From b981ccc22fc49ce9ccd0c4b35084932ebc8f1985 Mon Sep 17 00:00:00 2001
From: Max042004 <sau525@gmail.com>
Date: Sat, 6 Jun 2026 21:09:52 +0800
Subject: [PATCH] Join worker vCPUs before tearing down guest memory

On exit_group the main thread leaves vcpu_run_loop as soon as it
observes the exit-group flag and proceeds to cleanup_main_resources(),
which unmaps the guest slab via guest_destroy(). Sibling vCPU threads
may still be mid-iteration in their own run loops (e.g. in
shim_globals_recompute_attention, which touches guest memory). A worker
that reads the slab after the main thread frees it faults at the host
level and the elfuse process dies with SIGSEGV, so a guest that
requested exit_group(0) is reported as exit 139.
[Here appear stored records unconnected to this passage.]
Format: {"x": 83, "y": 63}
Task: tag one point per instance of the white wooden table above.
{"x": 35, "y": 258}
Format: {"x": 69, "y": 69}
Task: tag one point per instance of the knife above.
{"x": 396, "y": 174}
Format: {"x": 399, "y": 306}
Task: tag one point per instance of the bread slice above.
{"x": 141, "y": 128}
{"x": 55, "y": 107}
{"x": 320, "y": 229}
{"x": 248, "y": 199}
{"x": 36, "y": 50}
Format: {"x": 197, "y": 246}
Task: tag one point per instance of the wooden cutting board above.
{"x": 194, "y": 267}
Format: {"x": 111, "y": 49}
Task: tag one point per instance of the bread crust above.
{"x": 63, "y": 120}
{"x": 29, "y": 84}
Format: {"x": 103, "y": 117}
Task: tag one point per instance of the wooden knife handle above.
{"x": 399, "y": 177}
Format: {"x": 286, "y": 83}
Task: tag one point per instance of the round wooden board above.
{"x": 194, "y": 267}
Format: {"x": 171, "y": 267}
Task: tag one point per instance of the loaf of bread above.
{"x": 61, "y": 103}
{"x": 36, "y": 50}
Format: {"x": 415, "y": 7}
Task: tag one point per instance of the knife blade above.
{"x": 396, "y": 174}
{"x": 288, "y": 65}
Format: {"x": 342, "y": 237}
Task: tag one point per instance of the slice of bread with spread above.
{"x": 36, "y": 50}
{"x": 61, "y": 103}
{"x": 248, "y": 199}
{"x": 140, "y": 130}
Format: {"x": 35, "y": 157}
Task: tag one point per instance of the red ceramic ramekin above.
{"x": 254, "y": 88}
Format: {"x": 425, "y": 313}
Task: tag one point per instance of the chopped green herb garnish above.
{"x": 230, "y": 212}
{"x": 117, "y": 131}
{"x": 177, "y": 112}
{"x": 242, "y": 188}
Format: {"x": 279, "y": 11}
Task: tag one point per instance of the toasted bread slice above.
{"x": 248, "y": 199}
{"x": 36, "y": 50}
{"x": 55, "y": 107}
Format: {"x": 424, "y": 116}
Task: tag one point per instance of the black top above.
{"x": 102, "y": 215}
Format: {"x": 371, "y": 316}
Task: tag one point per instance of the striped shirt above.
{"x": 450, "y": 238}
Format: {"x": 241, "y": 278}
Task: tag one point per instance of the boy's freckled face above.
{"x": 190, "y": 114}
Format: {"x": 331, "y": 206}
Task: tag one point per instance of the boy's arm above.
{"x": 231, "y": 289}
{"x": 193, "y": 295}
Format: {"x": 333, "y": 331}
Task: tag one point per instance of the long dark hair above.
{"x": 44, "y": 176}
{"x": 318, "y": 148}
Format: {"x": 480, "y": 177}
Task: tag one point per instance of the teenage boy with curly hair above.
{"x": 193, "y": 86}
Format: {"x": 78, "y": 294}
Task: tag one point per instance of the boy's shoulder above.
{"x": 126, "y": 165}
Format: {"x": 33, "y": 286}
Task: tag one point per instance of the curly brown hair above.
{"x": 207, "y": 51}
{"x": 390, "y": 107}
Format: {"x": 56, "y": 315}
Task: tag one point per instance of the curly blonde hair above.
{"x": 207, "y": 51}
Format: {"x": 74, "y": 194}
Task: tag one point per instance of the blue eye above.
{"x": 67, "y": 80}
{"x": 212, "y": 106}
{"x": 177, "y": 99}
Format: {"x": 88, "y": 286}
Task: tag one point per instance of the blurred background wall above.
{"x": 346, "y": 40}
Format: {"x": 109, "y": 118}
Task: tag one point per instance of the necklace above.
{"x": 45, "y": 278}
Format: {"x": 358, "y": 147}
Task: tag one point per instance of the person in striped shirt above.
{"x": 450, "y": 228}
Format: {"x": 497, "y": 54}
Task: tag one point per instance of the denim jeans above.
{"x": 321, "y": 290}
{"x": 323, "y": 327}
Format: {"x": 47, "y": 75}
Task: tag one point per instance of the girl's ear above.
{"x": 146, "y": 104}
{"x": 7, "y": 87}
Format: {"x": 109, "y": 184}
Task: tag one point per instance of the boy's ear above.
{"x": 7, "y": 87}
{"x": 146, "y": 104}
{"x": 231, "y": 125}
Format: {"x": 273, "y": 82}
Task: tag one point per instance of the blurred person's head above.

This was masked until now because workloads that exercise it
(multi-threaded JVMs) crashed earlier; with the fault-delivery fix javac
runs to completion and reaches the exit_group teardown, exposing the
race.

Have the main thread call thread_join_workers() after vcpu_run_loop()
returns and before any teardown. It waits for the workers to wind down
(they respond to the hv_vcpus_exit() that exit_group already issued) and
is a no-op once they have. javac now exits 0.

Call gdb_stub_shutdown() before thread_join_workers() rather than after:
a worker parked in gdb_stub_handle_stop() stays active (not deactivated)
until gdb_stub_shutdown() broadcasts resume_cond, so joining first only
times out and detaches it while it is still paused in the GDB stop,
reintroducing the same freed-memory race whenever a GDB session is
attached.
---
 src/main.c | 16 +++++++++++++++-
 1 file changed, 15 insertions(+), 1 deletion(-)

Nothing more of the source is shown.